The proliferation of digital content continues
unabated. A recent IDC study estimates
that “…from 2005 to 2020, the digital universe will grow by a factor of 300,
from 130 exabytes to 40,000 exabytes, or 40 trillion gigabytes (more than 5,200
gigabytes for every man, woman, and child in 2020). From now until 2020, the
digital universe will about double every two years…” At the same time, the
level of investment in IT infrastructure and services to manage such an
unprecedented growth in digital content is anticipated to grow by only 40%. A report by Oxford Economics titled ”The New Digital Economy” estimates that in
2013 the “total size of the digital economy is about $20.4 trillion, equivalent
to roughly 13.8% of all sales flowing thought the world economy…”.
Given the accelerated growth of the digital economy a
widening gap between unmanaged growth of digital content and investments
necessary to harness it is becoming unsustainable and is creating significant
challenges for both private and public sector organizations. Such challenges span security, privacy and
operational risks. The IDC noted that “ much
of the digital universe is unprotected” to meet increasingly more complex data privacy
regimes. The cost to organizations to remedy data breaches and comply with
e-discovery requests can be prohibitive and it may also damage organizational reputation,
brand and competitive advantages. It is estimated that on a per record basis
the cost of remedying a data breach is $200 and the cost of collecting,
reviewing and producing documents pursuant to an e-discovery request can be in
the millions of dollars, particularly in highly litigated industries.

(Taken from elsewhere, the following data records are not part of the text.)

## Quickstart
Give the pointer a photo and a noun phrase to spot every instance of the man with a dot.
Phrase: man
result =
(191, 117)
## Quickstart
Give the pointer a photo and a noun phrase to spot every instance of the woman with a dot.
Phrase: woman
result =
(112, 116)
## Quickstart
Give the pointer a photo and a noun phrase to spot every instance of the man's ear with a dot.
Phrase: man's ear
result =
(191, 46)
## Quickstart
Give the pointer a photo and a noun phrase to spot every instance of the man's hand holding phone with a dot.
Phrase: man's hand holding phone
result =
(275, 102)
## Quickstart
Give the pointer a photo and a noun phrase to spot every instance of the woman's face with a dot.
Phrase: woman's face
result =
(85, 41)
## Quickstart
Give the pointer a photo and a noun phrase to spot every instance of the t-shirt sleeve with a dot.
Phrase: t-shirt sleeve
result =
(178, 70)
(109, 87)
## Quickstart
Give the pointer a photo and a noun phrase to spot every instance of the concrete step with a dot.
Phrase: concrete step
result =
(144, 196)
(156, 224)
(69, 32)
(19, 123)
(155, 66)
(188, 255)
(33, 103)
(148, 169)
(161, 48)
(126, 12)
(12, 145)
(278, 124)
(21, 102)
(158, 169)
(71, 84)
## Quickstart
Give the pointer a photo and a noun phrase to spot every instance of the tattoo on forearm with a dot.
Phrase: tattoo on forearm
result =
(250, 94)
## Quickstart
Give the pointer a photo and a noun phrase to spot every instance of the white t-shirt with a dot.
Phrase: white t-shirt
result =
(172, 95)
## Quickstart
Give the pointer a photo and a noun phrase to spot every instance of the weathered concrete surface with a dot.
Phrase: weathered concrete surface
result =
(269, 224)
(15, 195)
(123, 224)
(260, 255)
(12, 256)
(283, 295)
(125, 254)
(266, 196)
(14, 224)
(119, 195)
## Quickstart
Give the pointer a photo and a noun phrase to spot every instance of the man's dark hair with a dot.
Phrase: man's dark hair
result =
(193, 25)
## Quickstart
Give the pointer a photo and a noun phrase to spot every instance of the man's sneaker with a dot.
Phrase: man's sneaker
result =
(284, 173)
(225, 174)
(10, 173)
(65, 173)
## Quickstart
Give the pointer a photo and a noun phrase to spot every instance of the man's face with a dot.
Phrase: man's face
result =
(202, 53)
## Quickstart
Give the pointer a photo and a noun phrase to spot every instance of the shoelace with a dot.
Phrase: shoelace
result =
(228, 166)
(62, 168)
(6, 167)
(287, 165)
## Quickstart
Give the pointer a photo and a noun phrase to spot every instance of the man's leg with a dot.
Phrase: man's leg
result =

While most organizations have well defined content
lifecycle, records management systems and policies in place they continue to
lack clear insight to what content they have accumulated over time. A
particular challenge is managing legacy data in file systems, older versions of
document repositories and email systems. A recent AIIM survey found that 61% of
survey respondents indicated that “organizational assets are not leveraged to
maximum effect” and 46% “consider that storage media and IT infrastructure will
be swamped with uncontrolled content if no actions are taken…”A study by Haystac
Associates, a software and services company focused on information governance
best practices found that “most organizations don’t know where their all their
data is and lack tools to systematically filter it. The amount of time spent on searching for
content is estimated at 24% which may be considerably reduced if the data is
properly cleansed, organized and well identified. Understanding where the data
is located is a necessary starting point for a digital landfill clean-up…”
The Haystac analysis is particularly instructive in
that it provides a systematic foundation for the content inventory and cleanup
process that begins with a content identification phase using
advanced tools to crawl, index and classify content repositories against
organizational taxonomies that may be based on subject, function, hybrid or
faceted classification schemes. The
second phase of a digital landfill cleanup project is the content analysis phase
the objective of which is to determine the value and relevance of documents identified
in the initial content classification phase.
The analysis may encompass a number of variables such as the age of the
document, the organizational value of the document, the authors who created the
document and for what purpose, the application in which the document was
created (this is particularly relevant from the perspective of long term
preservation and longevity standards), the version level, how many versions,
business and archival value consistent with organizational retention and
archival policies. The third and final
phase of the digital landfill project is the content cleanup phase the
objective of which is a determination of what should be kept, what should be
retained because of its business value, what should be migrated to a system of
record as part of a managed repository and what should be preserved and
archived in compliance with record retention and archival policies and
regulatory mandates. The content clean
up phase outcomes may be illustrated in the following diagram:
Often organizations tend to focus on the go forward
strategy for harnessing the value of their knowledge assets and defer the tough
decisions relating to how to address their legacy content, their digital
landfill. The confluence of IT
consolidation, budget cutbacks and the changing composition of the workforce
necessitates that content inventory and cleanup ought to be much higher on the
IT/IM project priorities. Investments in
content clean up initiatives far outweigh the downstream costs associated with
the continued growth of unmanaged content repositories.